# Trace Generation and Modeling

To test our DeepValidate approach we generate a dataset of test traces from a chain of relatively simple arithmetical functions operating on a series of randomized inputs. Given the generated program traces, we train a LSTM classifier to predict whether the output will be valid or result in an error. 

The trace generation is performed by `output_trace.jl` which reproduces much of the functionality of `varextract.jl` with some important differences. Rather than send trace information to `stdout`, we direct the traces to a file `traces.dat`. This raw output is then processed into a CSV of traces (minus the error dumps we want to predict) and a CSV of binary (0, 1) labels indicating whether the run resulted in an error. 

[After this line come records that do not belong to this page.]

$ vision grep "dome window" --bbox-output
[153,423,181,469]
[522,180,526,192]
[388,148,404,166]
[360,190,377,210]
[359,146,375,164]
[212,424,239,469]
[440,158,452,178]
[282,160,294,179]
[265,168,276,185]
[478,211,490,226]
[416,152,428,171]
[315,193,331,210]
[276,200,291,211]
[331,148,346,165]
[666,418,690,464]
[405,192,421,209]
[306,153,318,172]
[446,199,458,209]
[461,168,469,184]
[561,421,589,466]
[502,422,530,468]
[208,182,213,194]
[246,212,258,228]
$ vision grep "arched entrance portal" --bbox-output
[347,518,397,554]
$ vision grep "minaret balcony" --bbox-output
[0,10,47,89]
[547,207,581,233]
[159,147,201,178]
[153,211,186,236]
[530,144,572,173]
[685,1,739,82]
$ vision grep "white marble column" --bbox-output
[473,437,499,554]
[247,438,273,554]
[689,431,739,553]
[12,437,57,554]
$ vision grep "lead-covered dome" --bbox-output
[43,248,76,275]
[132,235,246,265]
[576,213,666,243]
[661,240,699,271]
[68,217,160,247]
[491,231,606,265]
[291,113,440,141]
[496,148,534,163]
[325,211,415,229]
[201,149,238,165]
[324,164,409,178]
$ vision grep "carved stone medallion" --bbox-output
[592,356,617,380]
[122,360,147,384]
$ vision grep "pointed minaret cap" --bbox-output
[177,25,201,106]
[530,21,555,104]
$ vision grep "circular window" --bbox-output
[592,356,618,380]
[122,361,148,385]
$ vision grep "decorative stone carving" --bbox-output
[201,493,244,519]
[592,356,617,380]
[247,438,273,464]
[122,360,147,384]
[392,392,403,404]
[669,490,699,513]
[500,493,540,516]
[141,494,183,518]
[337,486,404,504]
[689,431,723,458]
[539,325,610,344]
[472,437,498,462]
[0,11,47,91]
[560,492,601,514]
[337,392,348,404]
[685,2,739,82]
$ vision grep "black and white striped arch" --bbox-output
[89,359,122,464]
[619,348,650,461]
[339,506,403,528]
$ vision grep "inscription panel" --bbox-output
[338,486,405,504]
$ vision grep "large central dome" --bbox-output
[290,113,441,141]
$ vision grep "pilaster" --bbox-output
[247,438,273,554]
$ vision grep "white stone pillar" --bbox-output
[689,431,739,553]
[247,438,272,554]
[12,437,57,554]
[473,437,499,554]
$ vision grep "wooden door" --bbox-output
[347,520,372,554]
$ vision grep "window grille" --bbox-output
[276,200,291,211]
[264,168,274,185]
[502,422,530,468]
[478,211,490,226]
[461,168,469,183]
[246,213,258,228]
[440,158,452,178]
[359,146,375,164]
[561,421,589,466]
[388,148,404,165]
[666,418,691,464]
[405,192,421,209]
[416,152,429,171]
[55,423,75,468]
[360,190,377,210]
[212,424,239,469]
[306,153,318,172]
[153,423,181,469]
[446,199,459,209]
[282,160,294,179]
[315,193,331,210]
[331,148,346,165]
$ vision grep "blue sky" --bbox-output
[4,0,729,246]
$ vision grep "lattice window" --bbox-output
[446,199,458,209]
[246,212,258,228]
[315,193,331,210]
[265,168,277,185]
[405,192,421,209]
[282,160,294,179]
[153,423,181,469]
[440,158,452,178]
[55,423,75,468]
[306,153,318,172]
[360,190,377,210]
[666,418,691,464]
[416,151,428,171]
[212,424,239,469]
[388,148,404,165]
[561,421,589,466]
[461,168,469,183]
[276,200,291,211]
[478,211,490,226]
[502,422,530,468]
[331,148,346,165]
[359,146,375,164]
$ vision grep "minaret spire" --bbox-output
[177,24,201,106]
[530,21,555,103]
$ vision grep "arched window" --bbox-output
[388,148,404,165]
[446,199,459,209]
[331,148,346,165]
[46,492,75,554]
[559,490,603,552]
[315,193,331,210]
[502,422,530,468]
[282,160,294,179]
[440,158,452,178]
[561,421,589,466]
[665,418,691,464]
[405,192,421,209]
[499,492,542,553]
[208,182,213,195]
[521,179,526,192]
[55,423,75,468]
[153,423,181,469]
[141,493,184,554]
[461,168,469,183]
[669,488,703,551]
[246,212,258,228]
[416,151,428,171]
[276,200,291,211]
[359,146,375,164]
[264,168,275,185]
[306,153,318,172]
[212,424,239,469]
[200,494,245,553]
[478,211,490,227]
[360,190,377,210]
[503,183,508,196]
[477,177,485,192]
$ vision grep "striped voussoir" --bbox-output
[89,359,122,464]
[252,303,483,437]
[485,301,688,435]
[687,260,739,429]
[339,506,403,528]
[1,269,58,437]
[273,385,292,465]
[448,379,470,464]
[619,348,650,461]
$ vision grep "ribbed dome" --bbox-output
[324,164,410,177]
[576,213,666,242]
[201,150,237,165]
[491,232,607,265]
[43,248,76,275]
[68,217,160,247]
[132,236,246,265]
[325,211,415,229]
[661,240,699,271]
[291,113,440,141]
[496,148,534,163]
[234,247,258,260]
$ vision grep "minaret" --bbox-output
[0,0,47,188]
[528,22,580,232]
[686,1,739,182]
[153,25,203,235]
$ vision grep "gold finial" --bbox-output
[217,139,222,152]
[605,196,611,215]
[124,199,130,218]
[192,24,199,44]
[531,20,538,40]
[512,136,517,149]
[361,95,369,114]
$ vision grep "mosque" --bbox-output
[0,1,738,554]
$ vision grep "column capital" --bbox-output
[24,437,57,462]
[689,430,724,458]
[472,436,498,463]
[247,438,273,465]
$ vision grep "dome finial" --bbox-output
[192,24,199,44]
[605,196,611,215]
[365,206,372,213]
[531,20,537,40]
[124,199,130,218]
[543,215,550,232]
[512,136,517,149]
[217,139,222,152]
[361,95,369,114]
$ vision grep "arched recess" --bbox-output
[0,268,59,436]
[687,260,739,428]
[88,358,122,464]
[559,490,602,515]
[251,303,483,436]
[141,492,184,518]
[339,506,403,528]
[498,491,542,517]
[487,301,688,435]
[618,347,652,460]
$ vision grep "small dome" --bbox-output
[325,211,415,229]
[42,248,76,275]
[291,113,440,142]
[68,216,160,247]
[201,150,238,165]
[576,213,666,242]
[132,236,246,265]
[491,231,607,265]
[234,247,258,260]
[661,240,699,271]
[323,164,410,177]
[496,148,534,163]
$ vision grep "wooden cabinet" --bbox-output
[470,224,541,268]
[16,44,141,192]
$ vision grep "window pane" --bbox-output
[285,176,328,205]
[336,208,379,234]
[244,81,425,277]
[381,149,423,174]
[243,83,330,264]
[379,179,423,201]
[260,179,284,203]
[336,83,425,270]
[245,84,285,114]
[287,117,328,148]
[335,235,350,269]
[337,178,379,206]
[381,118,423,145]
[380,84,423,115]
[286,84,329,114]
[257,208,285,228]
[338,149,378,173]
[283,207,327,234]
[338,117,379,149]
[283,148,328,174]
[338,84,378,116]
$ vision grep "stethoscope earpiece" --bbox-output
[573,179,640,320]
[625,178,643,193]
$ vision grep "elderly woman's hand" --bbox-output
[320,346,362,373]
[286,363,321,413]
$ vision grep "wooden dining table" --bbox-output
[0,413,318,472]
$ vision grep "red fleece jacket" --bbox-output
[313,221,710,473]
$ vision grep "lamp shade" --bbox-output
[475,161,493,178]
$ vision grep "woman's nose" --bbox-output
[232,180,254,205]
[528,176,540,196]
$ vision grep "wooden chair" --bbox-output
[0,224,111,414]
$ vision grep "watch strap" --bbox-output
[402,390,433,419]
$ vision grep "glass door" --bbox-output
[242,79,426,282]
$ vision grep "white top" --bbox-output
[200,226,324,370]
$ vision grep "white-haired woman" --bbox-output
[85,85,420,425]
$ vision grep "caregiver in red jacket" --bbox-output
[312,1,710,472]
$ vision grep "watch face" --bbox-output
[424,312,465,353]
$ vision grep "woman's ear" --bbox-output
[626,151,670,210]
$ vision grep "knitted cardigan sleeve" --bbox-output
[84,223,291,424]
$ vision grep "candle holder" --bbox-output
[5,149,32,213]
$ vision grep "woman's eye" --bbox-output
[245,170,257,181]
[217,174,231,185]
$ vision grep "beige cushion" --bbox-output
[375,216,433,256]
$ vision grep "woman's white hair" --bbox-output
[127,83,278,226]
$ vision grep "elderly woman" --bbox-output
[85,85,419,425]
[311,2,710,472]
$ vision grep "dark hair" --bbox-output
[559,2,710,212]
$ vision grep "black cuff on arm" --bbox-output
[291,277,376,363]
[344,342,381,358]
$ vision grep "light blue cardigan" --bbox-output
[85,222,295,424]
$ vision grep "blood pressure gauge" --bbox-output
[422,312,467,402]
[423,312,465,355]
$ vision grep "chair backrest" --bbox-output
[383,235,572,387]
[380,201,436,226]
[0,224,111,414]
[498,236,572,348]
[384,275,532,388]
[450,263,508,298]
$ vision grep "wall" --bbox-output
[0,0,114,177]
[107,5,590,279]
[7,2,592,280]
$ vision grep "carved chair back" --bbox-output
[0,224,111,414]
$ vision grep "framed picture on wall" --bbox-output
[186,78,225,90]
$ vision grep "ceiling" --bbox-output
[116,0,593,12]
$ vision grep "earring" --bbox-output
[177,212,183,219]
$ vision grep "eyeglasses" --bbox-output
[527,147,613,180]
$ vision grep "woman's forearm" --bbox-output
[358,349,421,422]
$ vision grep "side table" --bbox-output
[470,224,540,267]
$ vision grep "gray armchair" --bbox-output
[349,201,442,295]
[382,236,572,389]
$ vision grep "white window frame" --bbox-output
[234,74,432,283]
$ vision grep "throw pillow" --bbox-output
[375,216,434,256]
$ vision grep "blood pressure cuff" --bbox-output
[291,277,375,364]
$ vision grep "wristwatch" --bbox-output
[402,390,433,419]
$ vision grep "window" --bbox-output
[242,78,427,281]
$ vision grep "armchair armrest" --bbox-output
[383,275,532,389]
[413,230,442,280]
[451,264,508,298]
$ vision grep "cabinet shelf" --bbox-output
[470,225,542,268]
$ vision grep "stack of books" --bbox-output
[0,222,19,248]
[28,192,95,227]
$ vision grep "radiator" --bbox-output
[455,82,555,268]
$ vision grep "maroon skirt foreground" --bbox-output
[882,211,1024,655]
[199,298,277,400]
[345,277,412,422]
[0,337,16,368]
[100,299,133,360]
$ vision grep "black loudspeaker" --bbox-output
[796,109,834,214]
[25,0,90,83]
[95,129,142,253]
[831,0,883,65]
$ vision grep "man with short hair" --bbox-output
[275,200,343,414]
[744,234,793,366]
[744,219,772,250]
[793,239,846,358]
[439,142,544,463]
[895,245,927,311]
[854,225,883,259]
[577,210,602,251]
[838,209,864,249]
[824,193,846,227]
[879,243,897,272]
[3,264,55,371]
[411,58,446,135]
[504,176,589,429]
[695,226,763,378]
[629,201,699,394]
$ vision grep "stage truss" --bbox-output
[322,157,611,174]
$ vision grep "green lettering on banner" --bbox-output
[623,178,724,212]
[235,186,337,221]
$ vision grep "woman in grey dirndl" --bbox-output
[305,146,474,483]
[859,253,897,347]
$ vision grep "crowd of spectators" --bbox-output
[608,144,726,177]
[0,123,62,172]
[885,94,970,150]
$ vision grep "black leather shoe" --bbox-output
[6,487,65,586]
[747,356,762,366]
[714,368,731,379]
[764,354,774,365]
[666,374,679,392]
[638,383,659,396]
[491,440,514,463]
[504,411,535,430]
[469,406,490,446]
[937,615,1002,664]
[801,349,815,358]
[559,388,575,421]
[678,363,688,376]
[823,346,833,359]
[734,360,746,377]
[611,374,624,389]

(It must be noted that this is not possible within an IJulia notebook due to restrictions on [task switching in staged functions](https://github.com/JuliaLang/julia/issues/18568) which prevents the trace outputs from being written to a file recursively. However, this works just fine from the command line.)

In [None]:
function Cassette.overdub(ctx::TraceCtx,
                          f,
                          args...)
    open("traces.dat", "a") do file
        write(file, string(f))
        write(file, string(args))
    end
    
    # if we are supposed to descend, we call Cassette.recurse
    if Cassette.canrecurse(ctx, f, args...)
        subtrace = (Any[],Any[])
        push!(ctx.metadata[1], (f, args) => subtrace)
        newctx = Cassette.similarcontext(ctx, metadata = subtrace)
        retval = Cassette.recurse(newctx, f, args...)
        # push!(ctx.metadata[2], subtrace[2])
    else
        retval = Cassette.fallback(ctx, f, args...)
        push!(ctx.metadata[1], :t)
        push!(ctx.metadata[2], retval)
    end
    @info "returning"
    @show retval
    return retval
end

We then modify our `@textset` so that it creates the `traces.dat` file and then loops through a large number of randomized runs of our arithmetic tests. Error conditions happen most often when our inputs are sufficiently close to zero, so a Normal(0,2) distribution gives us a good range of values to generate a reasonable percentage of "bad" traces on which to train. Empirically the share of "bad" traces generated is about 15-17%.

In [None]:
@testset "TraceExtract" begin
    g(x) = begin
        y = add(x.*x, -x)
        z = 1
        v = y .- z
        s = sum(v)
        return s
    end
    h(x) = begin
        z = g(x)
        zed = sqrt(z)
        return zed
    end

    open("traces.dat", "w") do f
        write(f, "")
    end

    seeds = rand(Normal(0,2),30000,3)
    
    for i=1:size(seeds,1)
        ctx = TraceCtx(pass=ExtractPass, metadata = (Any[], Any[]))
        try
            result = Cassette.overdub(ctx, h, seeds[i,:])
        catch DomainError
            dump(ctx.metadata)
        finally
            open("traces.dat", "a") do f
                write(f, "\n")
            end
        end
        if i%1000 == 0
            @info string(i)
        end
    end
end


After generating our raw traces, a small amount of pre-processing is required before attempting to model around them. First, we classify our "good" and "bad" traces based on whether they have resulted in an error. 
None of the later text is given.